Perhaps of greatest important is the presence of complexity in a highly fluid—even turbulent—world where rapid change operates alongside patterned change, non-change (stagnation) and absolute chaos. The authors of the Scoping Review pose an important question concerning the scope of complexity and complex leadership: is complex leadership only to be engaged under conditions of complexity. When VUCA-Plus is introduced and the condition of turbulence is highlighted then this issue becomes moot. There is no time when complexity is absent when seeking to lead within the “white-water” world of a turbulent health care system.
These conditions of VUCA-Plus must be viewed from a social as well as mathematical perspective for sense-making, social construction and patterns of communication are constantly being challenged.

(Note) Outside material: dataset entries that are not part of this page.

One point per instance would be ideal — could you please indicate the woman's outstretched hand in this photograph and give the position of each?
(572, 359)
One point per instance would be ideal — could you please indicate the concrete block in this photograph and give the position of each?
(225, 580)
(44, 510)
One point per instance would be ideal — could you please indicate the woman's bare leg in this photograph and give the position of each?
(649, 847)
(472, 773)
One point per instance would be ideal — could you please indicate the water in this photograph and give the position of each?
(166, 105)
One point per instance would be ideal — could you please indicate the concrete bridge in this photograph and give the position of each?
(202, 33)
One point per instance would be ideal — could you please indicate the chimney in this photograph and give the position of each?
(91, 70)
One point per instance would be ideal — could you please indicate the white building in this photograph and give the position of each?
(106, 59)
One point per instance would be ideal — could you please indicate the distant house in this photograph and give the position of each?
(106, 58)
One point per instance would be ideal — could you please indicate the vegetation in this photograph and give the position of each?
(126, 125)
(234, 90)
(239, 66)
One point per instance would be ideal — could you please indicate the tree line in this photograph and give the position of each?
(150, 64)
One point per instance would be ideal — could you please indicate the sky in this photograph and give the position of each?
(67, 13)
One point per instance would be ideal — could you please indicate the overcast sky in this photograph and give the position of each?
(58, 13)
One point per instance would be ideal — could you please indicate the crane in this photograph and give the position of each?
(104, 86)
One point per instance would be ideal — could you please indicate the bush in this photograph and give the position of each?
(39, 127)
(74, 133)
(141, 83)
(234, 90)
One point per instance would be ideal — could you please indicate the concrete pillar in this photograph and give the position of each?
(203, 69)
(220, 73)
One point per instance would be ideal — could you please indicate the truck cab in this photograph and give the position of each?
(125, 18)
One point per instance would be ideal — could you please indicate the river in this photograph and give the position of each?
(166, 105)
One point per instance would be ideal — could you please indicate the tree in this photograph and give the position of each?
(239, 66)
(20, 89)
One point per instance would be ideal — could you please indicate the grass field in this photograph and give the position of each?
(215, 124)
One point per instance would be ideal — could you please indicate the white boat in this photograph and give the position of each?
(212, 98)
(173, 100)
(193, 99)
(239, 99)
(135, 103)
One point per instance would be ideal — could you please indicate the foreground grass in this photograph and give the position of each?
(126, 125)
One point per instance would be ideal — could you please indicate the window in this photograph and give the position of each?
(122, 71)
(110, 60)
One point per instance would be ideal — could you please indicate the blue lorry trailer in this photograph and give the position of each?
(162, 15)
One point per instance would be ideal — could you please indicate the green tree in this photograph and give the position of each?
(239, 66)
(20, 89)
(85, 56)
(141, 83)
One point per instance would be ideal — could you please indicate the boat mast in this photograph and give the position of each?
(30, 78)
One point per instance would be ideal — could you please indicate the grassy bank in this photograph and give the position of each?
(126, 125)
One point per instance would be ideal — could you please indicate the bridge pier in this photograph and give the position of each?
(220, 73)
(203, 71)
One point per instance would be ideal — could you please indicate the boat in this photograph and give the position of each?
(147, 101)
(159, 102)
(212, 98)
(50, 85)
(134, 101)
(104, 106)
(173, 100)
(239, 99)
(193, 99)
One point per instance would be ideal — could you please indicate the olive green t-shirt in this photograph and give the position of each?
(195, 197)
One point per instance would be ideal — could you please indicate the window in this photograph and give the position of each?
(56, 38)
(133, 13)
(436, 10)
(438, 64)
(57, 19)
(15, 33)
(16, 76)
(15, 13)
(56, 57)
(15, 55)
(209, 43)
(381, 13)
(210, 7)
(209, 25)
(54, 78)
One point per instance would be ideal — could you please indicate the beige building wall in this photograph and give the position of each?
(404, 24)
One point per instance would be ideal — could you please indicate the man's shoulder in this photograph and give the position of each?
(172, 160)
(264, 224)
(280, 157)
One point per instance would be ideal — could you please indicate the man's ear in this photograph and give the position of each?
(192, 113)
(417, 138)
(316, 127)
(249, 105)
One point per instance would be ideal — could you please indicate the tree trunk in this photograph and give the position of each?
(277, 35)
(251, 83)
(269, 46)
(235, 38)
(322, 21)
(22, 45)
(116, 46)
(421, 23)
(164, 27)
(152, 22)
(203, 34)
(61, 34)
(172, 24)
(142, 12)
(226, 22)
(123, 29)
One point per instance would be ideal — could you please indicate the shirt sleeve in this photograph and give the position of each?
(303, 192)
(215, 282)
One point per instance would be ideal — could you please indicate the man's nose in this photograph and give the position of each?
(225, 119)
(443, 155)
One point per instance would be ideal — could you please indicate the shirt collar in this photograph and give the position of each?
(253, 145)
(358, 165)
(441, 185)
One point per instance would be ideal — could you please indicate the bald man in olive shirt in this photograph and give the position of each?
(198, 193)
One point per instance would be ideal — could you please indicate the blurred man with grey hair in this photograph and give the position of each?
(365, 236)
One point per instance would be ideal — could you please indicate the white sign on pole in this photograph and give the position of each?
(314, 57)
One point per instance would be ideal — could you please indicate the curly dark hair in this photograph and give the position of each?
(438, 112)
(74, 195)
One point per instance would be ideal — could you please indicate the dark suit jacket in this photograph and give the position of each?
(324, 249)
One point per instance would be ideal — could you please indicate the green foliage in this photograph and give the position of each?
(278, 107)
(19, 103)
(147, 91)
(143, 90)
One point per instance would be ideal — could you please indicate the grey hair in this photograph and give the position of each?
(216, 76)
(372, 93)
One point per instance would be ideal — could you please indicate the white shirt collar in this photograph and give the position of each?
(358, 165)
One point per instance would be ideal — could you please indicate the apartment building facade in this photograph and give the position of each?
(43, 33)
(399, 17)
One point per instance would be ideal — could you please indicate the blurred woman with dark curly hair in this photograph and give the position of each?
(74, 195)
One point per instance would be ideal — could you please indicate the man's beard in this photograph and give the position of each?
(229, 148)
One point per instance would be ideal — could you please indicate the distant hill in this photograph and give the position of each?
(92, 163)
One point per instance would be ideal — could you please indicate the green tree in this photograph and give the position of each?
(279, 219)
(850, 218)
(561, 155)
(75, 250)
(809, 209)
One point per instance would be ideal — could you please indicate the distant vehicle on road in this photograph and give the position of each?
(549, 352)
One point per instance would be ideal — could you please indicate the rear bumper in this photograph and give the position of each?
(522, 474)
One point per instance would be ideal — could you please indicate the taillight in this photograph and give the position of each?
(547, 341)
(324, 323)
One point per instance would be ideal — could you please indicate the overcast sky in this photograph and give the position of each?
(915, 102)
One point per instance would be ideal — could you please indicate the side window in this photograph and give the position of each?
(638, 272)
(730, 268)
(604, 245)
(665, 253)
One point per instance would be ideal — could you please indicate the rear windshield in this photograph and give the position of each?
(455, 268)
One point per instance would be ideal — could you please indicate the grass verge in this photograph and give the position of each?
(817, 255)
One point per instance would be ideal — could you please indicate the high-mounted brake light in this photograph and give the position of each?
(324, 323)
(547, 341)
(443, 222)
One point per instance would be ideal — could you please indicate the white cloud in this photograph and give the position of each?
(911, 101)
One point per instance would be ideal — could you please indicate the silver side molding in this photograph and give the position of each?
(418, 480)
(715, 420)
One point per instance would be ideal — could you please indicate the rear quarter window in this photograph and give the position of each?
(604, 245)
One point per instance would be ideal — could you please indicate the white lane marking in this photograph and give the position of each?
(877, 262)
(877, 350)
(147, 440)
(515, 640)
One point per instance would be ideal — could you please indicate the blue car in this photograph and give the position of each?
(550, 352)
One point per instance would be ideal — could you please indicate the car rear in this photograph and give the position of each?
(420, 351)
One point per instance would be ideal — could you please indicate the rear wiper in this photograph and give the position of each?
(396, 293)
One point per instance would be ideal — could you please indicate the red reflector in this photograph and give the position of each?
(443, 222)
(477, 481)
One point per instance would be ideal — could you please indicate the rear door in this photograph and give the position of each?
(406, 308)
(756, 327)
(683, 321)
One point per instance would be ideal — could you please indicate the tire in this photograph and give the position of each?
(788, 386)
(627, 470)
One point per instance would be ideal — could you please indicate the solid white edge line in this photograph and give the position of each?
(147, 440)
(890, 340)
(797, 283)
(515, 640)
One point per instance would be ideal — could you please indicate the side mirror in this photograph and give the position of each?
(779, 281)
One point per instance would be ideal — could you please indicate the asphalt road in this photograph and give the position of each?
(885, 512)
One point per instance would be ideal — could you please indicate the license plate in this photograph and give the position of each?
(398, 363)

VUCA-Plus leadership requires much more than complexity leadership and must be founded in a set of principles and guidelines that go well beyond the traditional leadership theories that are referenced in the Scoping Review. We seek in this essay to point toward some of the theories of leadership (and more broadly system operations) that might help guide us toward effective engagement with the many VUCA-Plus challenges.
In our next essay, we also will be offering some specific examples of effective VUCA-Plus leadership in contemporary American health care systems. We offer these case examples in part to meet the criticism offered by those preparing the Scoping Review. They suggested that there is insufficient evidence-based research to support any one model of complex leadership. While these authors are primarily concerned with quantitative evidence, we would suggest (and have provided) evidence that might be of even greater value. This is evidence “from the trenches.” Case examples of actual leadership practices and outcomes.